Panel urges all-paper ballots by 2014
John Ingold Denver Post Feb 18 2009Colorado panel votes to support all-paper-ballot elections by 2014 after voting rights activists sue the state over certification procedures for electronic voting machines.
A panel charged with fixing Colorado's election system voted Tuesday to support a recommendation requiring the state to hold all-paper-ballot elections starting in 2014, but one commission member compared the recommendation to being held hostage.
The recommendation, which the legislature can choose whether to adopt, urges Colorado to use only paper ballots starting in 2014. Until then, though, the recommendation proposes allowing clerks to continue using their electronic voting terminals without having to get them recertified or have a paper trail that voters can see.
Those two requirements were pressing down on clerks across Colorado, as a bill from last year that provided a one-time fix to certification headaches is set to expire this summer. If the legislature doesn't pass another certification fix this session, more than 50 Colorado counties will be stuck with costly voting equipment they can't use.

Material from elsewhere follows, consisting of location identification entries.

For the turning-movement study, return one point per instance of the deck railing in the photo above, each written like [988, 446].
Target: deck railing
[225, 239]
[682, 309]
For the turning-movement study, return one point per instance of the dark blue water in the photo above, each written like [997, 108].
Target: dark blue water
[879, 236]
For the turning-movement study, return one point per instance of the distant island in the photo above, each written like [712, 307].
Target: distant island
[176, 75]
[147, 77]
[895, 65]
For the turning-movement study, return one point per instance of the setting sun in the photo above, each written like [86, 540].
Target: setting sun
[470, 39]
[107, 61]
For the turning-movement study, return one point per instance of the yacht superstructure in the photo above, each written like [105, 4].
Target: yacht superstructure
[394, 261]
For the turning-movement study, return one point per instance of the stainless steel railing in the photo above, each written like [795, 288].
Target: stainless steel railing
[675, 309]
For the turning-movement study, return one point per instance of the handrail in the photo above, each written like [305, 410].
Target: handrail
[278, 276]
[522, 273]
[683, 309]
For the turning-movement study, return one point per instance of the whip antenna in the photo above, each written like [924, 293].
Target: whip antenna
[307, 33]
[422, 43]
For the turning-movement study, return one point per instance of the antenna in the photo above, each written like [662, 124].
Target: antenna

"I feel it's giving some people some things and giving other people some things," said former Senate Majority Leader Ken Gordon, a Denver Democrat who is chairman of the state's Election Reform Commission. "It's a carefully worked-out balance that involves the equitable distribution of unhappiness."
But critics of the proposal said it amounted to "ramrodding" a paper- ballot mandate through the commission by tying it to the voting-machine certification fix.
"This recommendation should be viewed with immense skepticism," commission member Scott Gessler, a Republican elections attorney, said afterward. "It's a classic case of logrolling in a commission."
The debate goes back several years, when voting activists sued the state over its certification procedures for electronic voting machines. Activists say the machines are prone to error, but clerks vigorously defend the terminals, saying they are reliable.